Howardism Musings from my Awakening Dementia
My collected thoughts flamed by hubris
Home PageSend Comment

Why Not Use the Database?

The last couple of years of server-side architecture has left me with a pretty bad taste in my mouth, and I've just got to spit… However, I have a suspicion that some of my ideas may be seen as heretical, so allow me to protect myself from the pyre by stating that the following idea is not a global truth, but a wakening shake for all of us to realize that not everything is a pattern from our last project.

Allow me to get concrete by talking a bit about my last project… which was as much as an experiment as it was a deliverable to the customer…

Most server-side or web-based applications are written using object-oriented technology (OOP), and it seems that we have a fetish for writing useless objects. Yes, sometimes you have to build some helper objects, but it is better to write those with a clear purpose in mind and to realize that you might not need to…

I'm specifically referring to fact that we have this itch to create an object that mirrors our database tables.

For example, in a CRM system, we would be tempted to create a "customer" and a "task" and a "campaign" object… granted, I did create a database table for each of those, but why are we so tempted to also create an object.

I know, our rationale goes something like this: I need to retrieve the data from the database, and I don't want to duplicate that code every time I need a customer, so I will instantiate an object that will do that business.

Now let me bore you with the slippery slope that happens afterwards… you first create the object, and it is good. After a while, you need to retrieve more and more complex data associated with customer, and suddenly the performance goes to hell because to list all of the customer names takes an hour as it is gleefully calculating each customer's mortgage payments as well. Let me give you an example from my last project.

In my case, each customer could have zero or more "tasks", be associated with zero or more "campaigns" and had one registration event. Each of these, while stored in a different table, had a date associated with it, and in one particular "screen" (read: servlet), we wanted to display the names of the customers with the latest date associated with each customer from any of these tables.

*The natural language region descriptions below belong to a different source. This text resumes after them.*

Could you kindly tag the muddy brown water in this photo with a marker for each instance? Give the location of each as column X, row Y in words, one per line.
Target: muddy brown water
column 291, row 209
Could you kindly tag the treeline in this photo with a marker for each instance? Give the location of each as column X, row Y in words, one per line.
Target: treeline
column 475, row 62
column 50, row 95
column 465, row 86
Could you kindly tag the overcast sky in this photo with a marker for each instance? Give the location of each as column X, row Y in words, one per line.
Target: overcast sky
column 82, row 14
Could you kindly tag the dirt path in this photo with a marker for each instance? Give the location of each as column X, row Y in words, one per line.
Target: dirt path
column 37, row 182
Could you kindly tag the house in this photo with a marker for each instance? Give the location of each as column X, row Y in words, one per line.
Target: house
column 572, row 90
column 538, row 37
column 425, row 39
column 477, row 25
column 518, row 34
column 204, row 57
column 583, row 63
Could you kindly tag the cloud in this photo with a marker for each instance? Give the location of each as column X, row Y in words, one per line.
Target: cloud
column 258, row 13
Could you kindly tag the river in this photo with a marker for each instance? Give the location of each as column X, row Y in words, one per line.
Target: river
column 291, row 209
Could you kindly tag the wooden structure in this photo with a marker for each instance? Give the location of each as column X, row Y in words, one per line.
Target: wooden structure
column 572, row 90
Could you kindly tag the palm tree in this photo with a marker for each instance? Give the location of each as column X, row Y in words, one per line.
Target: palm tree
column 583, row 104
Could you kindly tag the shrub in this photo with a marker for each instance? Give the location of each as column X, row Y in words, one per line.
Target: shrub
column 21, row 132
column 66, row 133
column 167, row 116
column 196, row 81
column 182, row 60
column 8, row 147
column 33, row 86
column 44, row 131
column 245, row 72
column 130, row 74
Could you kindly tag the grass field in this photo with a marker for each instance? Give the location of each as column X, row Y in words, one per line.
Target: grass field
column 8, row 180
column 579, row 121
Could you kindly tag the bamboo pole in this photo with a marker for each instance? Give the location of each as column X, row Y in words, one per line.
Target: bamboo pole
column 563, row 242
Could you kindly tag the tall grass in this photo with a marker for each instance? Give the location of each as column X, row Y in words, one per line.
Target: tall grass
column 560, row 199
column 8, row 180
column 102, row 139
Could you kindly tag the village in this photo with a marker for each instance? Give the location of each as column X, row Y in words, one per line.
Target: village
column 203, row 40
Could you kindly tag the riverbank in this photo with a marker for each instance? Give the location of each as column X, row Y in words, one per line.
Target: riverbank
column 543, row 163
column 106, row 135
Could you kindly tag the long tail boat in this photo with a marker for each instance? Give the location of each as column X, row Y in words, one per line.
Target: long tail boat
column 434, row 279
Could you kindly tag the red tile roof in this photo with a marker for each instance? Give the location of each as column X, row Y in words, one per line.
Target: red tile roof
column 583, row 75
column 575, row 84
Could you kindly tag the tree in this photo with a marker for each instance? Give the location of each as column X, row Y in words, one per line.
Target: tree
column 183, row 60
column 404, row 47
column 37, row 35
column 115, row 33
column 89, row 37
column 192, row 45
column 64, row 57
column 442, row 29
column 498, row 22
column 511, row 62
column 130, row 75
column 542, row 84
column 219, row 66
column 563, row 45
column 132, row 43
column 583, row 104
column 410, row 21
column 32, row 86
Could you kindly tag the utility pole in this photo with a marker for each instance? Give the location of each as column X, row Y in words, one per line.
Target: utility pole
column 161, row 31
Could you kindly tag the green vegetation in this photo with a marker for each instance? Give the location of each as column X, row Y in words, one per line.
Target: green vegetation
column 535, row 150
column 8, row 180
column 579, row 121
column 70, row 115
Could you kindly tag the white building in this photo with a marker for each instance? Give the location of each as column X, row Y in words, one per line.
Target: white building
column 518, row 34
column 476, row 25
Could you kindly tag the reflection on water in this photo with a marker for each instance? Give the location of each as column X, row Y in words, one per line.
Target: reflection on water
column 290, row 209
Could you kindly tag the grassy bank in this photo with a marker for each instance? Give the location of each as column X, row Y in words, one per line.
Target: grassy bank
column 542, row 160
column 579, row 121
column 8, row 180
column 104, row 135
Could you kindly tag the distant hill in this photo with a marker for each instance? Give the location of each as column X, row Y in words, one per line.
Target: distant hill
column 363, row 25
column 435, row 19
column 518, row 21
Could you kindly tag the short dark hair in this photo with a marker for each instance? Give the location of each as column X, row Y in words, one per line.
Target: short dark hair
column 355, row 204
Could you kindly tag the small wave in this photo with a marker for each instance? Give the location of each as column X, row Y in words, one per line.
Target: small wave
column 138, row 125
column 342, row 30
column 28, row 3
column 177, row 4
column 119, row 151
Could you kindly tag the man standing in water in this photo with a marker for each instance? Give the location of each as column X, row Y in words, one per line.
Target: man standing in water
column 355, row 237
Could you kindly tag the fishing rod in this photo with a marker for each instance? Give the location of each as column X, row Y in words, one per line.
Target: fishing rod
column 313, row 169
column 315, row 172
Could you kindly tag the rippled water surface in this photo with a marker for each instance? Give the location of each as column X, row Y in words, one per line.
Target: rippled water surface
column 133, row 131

Since I am grabbing a value that is related from three different tables (but doesn't have the same name), we need to perform an SQL union with the max date. In my case, I threw this into a temporary table and then joined it with the customer list. My point is not to get bogged down into the details, but to show to give you and idea of the amount of work required to get this "business data".

Let's suppose I had taken the typical approach and had created a "Customer" class, with a number of getXXX() methods that returned the various properties associated with a customer. This particular getMaxContactDate() method would be very costly to lookup. I would have two choices: I could retrieve the customer data during construction of the object, or retrieve each property when it is called.

Retrieving each property when it is called seems terribly inefficient if I am trying to display all of the data associated with a customer, as this could result in a hundred database calls…

But performing this SQL union business would be silly during the object's construction because I might just be needing to list all of the customer's names in a list, as we don't want to perform costly database operation without needing to…

So since I'm such a smart guy, I'll have the costly properties called when we need them, and the rest performed at construction… and also since I'm so smart, I will realize that to retrieve all the customer's data will not be abysmal, it also won't be optimal-- as each costly method will have to perform its database operations by itself, and can't leverage any pre-calculations done by any other costly method. Unless, I cache some of these pre-calculations…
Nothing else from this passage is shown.